ACH-ARKIVO-ImportMedia/query-sql.md

82 lines
3.3 KiB
Markdown

### Find records where the original filename indicates an H264 variant
-- Purpose: list distinct base records that have an "original" filename matching the
-- pattern FILE%_H264% (i.e. files stored under the FILE... folder or beginning with
-- "FILE" and containing the "_H264" marker). This helps locate master records that
-- also have an H264-derived file present.
-- Columns returned:
-- base_id : the parent/base record id (h_base_record_id)
-- file_type : the logical file type extracted from the JSON `file_type` column
-- original_file_name: the stored original filename (may include folder/prefix)
-- digital_file_name : the current digital filename in the database
SELECT DISTINCT
h_base_record_id AS base_id,
file_type ->> 'type' AS file_type,
original_file_name,
digital_file_name
FROM file
WHERE file_type ->> 'type' IS NOT NULL
AND original_file_name LIKE 'FILE%_H264%';
### Audio files (mp3) that are not in the FILE/ folder
-- Purpose: find distinct base records for streaming audio (.mp3) where the original
-- filename is not located in the FILE/... area. Useful to separate ingest/original
-- conservative copies (often under FILE/) from streaming or derivative objects.
SELECT DISTINCT
h_base_record_id AS base_id,
file_type ->> 'type' AS file_type
FROM file
WHERE file_type ->> 'type' IS NOT NULL
AND original_file_name NOT LIKE 'FILE%'
AND digital_file_name LIKE '%mp3';
### Video files (mp4) that are not in the FILE/ folder
-- Purpose: same as the mp3 query but for mp4 streaming/derivative files.

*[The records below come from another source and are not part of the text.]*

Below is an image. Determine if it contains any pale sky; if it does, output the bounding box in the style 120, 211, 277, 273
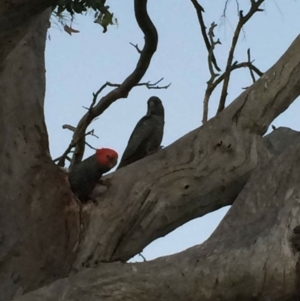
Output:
45, 0, 300, 261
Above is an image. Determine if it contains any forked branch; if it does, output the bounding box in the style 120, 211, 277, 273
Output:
217, 0, 264, 113
66, 0, 158, 167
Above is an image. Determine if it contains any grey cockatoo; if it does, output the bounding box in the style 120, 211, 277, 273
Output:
118, 96, 165, 169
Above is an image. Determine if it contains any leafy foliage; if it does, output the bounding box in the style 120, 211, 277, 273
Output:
54, 0, 118, 32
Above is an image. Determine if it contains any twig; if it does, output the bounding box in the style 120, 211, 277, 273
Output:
247, 48, 255, 83
129, 42, 142, 54
202, 22, 221, 123
70, 0, 158, 168
202, 52, 263, 123
217, 0, 264, 113
138, 253, 147, 262
191, 0, 221, 71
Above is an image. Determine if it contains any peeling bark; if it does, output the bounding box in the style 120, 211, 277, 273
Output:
0, 0, 300, 301
74, 36, 300, 270
17, 138, 300, 301
0, 6, 79, 301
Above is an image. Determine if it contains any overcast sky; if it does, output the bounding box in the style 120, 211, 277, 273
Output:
45, 0, 300, 260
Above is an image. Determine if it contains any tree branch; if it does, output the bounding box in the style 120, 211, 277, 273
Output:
191, 0, 221, 71
16, 137, 300, 301
66, 36, 300, 269
71, 0, 158, 166
217, 0, 264, 113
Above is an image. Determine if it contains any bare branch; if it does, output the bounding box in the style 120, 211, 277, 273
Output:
191, 0, 221, 71
71, 0, 158, 167
202, 22, 221, 123
129, 42, 142, 54
217, 0, 264, 113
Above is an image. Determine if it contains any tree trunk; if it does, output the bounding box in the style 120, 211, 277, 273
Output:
0, 0, 300, 301
0, 4, 79, 301
17, 137, 300, 301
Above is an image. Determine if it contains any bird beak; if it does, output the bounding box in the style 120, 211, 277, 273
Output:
109, 158, 118, 168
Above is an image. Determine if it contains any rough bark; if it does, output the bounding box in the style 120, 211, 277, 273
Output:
17, 139, 300, 301
0, 0, 300, 301
74, 36, 300, 270
0, 5, 79, 301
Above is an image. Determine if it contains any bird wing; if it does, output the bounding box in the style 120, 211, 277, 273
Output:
121, 115, 154, 161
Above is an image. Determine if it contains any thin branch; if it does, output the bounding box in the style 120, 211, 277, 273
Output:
202, 49, 263, 123
71, 0, 158, 167
129, 42, 142, 54
53, 124, 99, 167
202, 22, 221, 123
217, 0, 264, 113
191, 0, 221, 71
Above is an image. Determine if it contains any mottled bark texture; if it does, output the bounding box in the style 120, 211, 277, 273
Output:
0, 0, 300, 301
0, 1, 79, 301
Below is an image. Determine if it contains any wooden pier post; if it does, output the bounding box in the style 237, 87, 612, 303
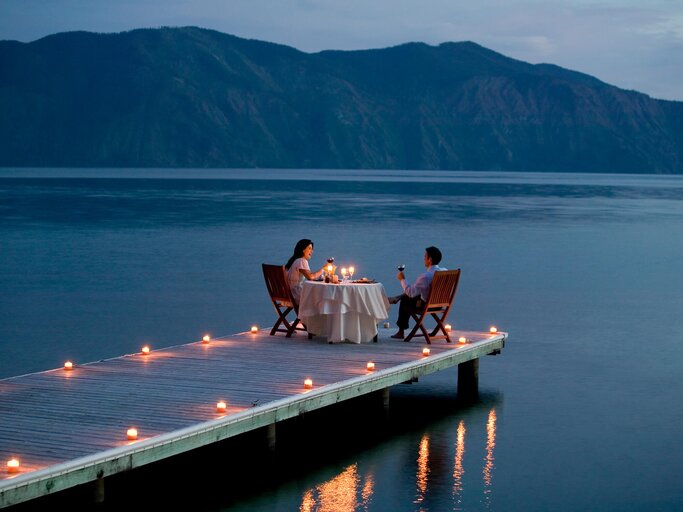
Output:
382, 388, 390, 411
458, 358, 479, 400
93, 475, 104, 505
266, 423, 277, 450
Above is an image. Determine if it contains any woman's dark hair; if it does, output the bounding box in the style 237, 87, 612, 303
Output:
425, 245, 441, 265
285, 238, 313, 270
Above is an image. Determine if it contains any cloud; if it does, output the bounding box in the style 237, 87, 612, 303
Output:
0, 0, 683, 100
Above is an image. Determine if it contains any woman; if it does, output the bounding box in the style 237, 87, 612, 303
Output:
285, 238, 325, 303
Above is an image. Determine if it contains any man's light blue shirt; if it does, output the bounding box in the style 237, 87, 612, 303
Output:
401, 265, 448, 301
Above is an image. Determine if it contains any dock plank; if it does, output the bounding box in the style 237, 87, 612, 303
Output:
0, 330, 507, 507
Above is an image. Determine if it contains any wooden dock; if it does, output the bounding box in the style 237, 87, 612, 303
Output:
0, 329, 507, 508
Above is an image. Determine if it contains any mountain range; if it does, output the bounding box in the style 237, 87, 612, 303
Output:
0, 27, 683, 173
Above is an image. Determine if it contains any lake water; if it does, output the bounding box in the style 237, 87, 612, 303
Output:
0, 169, 683, 512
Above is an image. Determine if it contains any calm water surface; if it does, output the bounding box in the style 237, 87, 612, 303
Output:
0, 169, 683, 511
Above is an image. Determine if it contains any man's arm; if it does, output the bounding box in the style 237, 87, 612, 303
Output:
401, 273, 429, 297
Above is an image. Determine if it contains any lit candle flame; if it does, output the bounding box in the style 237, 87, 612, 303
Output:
7, 458, 21, 473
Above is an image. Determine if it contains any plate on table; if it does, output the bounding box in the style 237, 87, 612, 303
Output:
351, 277, 377, 284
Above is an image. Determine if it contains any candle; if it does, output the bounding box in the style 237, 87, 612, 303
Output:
7, 458, 21, 473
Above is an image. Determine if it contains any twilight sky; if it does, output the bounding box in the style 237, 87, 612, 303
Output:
0, 0, 683, 101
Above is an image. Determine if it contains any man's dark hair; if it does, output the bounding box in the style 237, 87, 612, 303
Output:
425, 246, 441, 265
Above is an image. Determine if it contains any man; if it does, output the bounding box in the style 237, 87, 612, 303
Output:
389, 246, 448, 340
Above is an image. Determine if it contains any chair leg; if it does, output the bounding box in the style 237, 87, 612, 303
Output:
403, 315, 431, 344
430, 313, 451, 343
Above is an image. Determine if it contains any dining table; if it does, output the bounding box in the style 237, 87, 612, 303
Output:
299, 280, 390, 343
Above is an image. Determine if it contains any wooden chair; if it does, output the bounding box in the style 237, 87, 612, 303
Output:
261, 263, 306, 338
404, 269, 460, 344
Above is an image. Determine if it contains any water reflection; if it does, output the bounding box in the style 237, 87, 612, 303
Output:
413, 434, 429, 504
299, 464, 375, 512
453, 420, 467, 510
482, 409, 496, 505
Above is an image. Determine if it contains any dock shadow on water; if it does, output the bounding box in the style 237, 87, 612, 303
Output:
10, 371, 503, 512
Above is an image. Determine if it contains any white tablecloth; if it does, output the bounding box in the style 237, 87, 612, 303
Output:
299, 281, 389, 343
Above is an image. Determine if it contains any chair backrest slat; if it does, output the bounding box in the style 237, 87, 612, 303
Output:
426, 269, 460, 309
261, 263, 294, 303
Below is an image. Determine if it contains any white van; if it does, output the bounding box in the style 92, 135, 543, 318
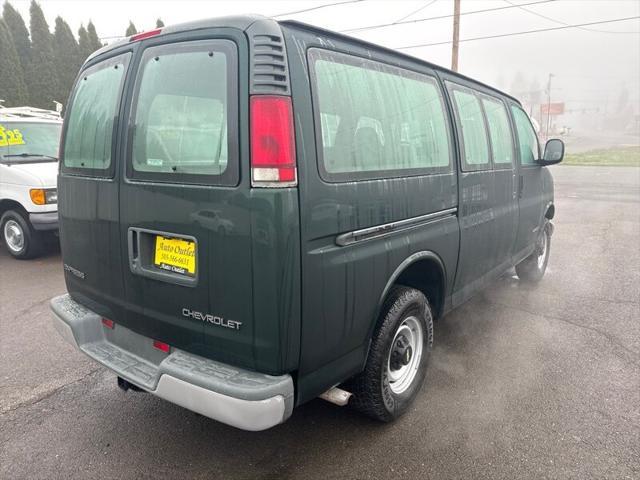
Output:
0, 107, 62, 259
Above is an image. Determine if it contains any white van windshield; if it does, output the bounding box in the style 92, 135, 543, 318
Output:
0, 122, 62, 163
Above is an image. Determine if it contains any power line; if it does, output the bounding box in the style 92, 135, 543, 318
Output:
272, 0, 364, 18
394, 15, 640, 50
503, 0, 640, 33
340, 0, 557, 33
393, 0, 438, 24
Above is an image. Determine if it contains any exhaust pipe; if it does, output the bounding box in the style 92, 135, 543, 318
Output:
118, 377, 146, 392
320, 387, 353, 407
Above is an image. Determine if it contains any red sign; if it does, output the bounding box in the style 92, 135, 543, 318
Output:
540, 102, 564, 115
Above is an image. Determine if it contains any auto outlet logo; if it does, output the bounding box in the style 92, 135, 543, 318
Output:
182, 308, 242, 330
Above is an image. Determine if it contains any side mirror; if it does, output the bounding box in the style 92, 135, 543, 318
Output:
538, 138, 564, 166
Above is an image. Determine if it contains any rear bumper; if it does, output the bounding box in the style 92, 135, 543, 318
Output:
29, 212, 58, 231
51, 295, 294, 431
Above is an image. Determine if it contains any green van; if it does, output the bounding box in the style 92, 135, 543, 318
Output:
51, 16, 564, 430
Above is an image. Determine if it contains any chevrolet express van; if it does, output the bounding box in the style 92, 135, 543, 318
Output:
51, 16, 564, 430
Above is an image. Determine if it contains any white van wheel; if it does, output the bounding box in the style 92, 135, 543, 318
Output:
0, 210, 42, 260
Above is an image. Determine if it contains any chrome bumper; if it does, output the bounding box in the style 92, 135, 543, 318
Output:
51, 295, 294, 431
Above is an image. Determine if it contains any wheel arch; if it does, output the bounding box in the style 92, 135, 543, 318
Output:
370, 250, 447, 333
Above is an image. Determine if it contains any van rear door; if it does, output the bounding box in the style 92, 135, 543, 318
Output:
120, 29, 253, 367
58, 47, 132, 318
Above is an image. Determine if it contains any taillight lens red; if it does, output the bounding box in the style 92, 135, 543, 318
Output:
250, 95, 298, 187
129, 28, 162, 42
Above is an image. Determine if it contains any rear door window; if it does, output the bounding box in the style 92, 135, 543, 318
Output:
511, 106, 540, 165
129, 40, 238, 184
62, 53, 131, 176
482, 96, 514, 168
309, 49, 451, 181
449, 84, 489, 170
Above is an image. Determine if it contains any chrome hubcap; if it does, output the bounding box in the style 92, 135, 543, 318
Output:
387, 317, 423, 394
538, 233, 547, 270
4, 220, 24, 252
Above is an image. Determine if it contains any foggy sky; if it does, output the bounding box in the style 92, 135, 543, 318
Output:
6, 0, 640, 106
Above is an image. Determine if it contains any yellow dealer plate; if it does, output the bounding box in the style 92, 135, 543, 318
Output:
153, 235, 196, 277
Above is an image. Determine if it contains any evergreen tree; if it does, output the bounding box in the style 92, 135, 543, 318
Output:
0, 18, 28, 107
53, 17, 81, 103
78, 25, 93, 65
87, 20, 102, 53
124, 20, 138, 37
2, 2, 31, 89
25, 0, 63, 109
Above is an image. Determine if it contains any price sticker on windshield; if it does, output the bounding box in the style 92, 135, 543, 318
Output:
0, 125, 24, 147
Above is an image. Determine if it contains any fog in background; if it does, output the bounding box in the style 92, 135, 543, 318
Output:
11, 0, 640, 149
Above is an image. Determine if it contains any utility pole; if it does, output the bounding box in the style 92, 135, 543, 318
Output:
546, 73, 553, 140
451, 0, 460, 72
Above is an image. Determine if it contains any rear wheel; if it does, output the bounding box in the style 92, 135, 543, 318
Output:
352, 286, 433, 422
0, 210, 42, 260
516, 225, 551, 283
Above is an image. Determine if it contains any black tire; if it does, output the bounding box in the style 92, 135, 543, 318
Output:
516, 225, 551, 283
349, 286, 433, 422
0, 210, 43, 260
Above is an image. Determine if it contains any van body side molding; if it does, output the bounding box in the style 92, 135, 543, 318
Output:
336, 207, 458, 247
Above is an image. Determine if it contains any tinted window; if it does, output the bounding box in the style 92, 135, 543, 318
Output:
132, 42, 238, 181
0, 122, 62, 161
511, 106, 540, 165
451, 86, 489, 170
310, 49, 450, 179
482, 97, 513, 166
64, 54, 130, 171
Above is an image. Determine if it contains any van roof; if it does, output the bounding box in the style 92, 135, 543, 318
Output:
87, 15, 520, 104
278, 20, 520, 104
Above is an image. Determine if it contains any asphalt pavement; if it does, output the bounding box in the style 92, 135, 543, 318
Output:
0, 166, 640, 480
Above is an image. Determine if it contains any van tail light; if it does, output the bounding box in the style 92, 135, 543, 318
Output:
153, 340, 171, 353
129, 28, 162, 42
250, 95, 298, 187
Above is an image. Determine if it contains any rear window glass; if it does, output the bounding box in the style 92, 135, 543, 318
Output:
450, 85, 489, 170
131, 37, 235, 183
310, 49, 451, 180
0, 122, 62, 161
482, 97, 513, 168
511, 106, 540, 165
64, 53, 131, 173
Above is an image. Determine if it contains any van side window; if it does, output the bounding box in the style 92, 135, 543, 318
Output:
449, 84, 489, 170
482, 96, 513, 168
131, 42, 238, 183
63, 53, 131, 175
309, 49, 451, 181
511, 106, 540, 165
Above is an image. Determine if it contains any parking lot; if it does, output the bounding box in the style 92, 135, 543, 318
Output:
0, 167, 640, 479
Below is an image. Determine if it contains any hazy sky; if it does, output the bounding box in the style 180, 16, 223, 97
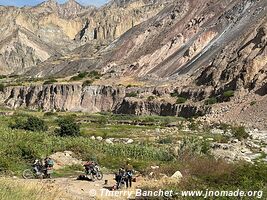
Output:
0, 0, 108, 6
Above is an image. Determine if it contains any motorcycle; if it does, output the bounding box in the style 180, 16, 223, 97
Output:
22, 167, 53, 179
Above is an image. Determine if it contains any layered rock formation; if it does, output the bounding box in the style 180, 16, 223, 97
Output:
0, 84, 208, 117
0, 0, 169, 74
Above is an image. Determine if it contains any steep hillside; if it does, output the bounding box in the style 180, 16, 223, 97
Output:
28, 0, 267, 93
0, 0, 169, 74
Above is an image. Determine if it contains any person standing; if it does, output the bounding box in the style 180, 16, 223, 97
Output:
124, 161, 133, 188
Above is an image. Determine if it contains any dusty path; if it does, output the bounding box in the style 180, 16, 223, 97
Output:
20, 174, 140, 200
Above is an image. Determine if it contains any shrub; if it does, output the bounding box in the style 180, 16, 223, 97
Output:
0, 83, 5, 92
44, 112, 58, 117
88, 70, 101, 79
223, 90, 235, 98
205, 97, 218, 105
250, 101, 257, 106
170, 92, 178, 97
147, 96, 155, 101
10, 116, 48, 131
176, 97, 187, 104
232, 126, 249, 140
43, 79, 57, 85
25, 116, 48, 131
158, 137, 173, 144
83, 80, 93, 87
56, 116, 81, 137
126, 92, 137, 97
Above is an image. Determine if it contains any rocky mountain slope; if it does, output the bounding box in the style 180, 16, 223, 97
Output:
0, 0, 169, 74
28, 0, 267, 93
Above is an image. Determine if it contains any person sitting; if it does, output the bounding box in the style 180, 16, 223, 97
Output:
124, 161, 133, 188
44, 157, 54, 178
83, 161, 96, 174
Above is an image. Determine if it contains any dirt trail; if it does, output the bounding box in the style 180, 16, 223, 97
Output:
20, 174, 140, 200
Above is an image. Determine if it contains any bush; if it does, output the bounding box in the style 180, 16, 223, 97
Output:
56, 117, 81, 137
10, 116, 48, 131
223, 90, 235, 98
43, 79, 57, 85
205, 97, 218, 105
147, 96, 155, 101
0, 83, 5, 92
44, 112, 58, 117
83, 80, 93, 87
126, 92, 137, 97
158, 137, 173, 144
250, 101, 257, 106
176, 97, 187, 104
232, 126, 249, 140
0, 75, 7, 79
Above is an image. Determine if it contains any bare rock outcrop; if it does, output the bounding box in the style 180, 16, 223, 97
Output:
0, 84, 209, 117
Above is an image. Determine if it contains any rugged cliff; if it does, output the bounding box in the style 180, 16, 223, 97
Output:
0, 0, 169, 74
0, 84, 208, 117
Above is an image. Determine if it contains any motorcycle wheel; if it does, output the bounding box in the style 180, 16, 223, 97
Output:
22, 169, 35, 179
96, 171, 103, 181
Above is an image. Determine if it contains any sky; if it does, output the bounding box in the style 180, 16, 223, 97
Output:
0, 0, 107, 6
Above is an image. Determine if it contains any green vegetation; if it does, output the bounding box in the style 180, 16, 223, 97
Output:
55, 116, 81, 137
142, 155, 267, 200
9, 116, 48, 131
0, 110, 267, 200
158, 136, 173, 144
83, 80, 94, 87
0, 75, 7, 79
232, 126, 249, 140
176, 97, 187, 104
0, 179, 60, 200
147, 96, 155, 101
43, 79, 57, 85
126, 92, 138, 97
0, 83, 5, 92
250, 101, 257, 106
205, 97, 218, 105
223, 90, 235, 98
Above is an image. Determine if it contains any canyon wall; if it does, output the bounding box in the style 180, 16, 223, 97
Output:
0, 84, 208, 117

This helps
-- identify which base records currently have mp4 derivatives recorded outside the
-- FILE/... (master) namespace.
SELECT DISTINCT
h_base_record_id AS base_id,
file_type ->> 'type' AS file_type
FROM file
WHERE file_type ->> 'type' IS NOT NULL
AND original_file_name NOT LIKE 'FILE%'
AND digital_file_name LIKE '%mp4';
### Records with non-image digital files
-- Purpose: list base records that have digital files which are not JPEG images. The
-- `NOT LIKE '%jpg'` filter excludes typical image derivatives; this is useful for
-- auditing non-image assets attached to records.
SELECT DISTINCT
h_base_record_id AS base_id,
file_type ->> 'type' AS file_type
FROM file
WHERE file_type ->> 'type' IS NOT NULL
AND original_file_name NOT LIKE 'FILE%'
AND digital_file_name NOT LIKE '%jpg';
### Count of unique base records per file_type
-- Purpose: aggregate the number of distinct base records (h_base_record_id) associated
-- with each `file_type` value. This gives an overview of how many unique objects have
-- files recorded for each logical file type.
SELECT
file_type ->> 'type' AS file_type,
COUNT(DISTINCT h_base_record_id) AS file_type_unique_record_count
FROM file
WHERE file_type ->> 'type' IS NOT NULL
GROUP BY file_type ->> 'type';
### Duplicate of the previous aggregate (kept for convenience)
-- Note: the query below is identical to the one above and will produce the same
-- counts; it may be intentional for running in a separate context or as a copy-and-paste
-- placeholder for further edits.
SELECT
file_type ->> 'type' AS file_type,
COUNT(DISTINCT h_base_record_id) AS file_type_unique_record_count
FROM file
WHERE file_type ->> 'type' IS NOT NULL
GROUP BY file_type ->> 'type';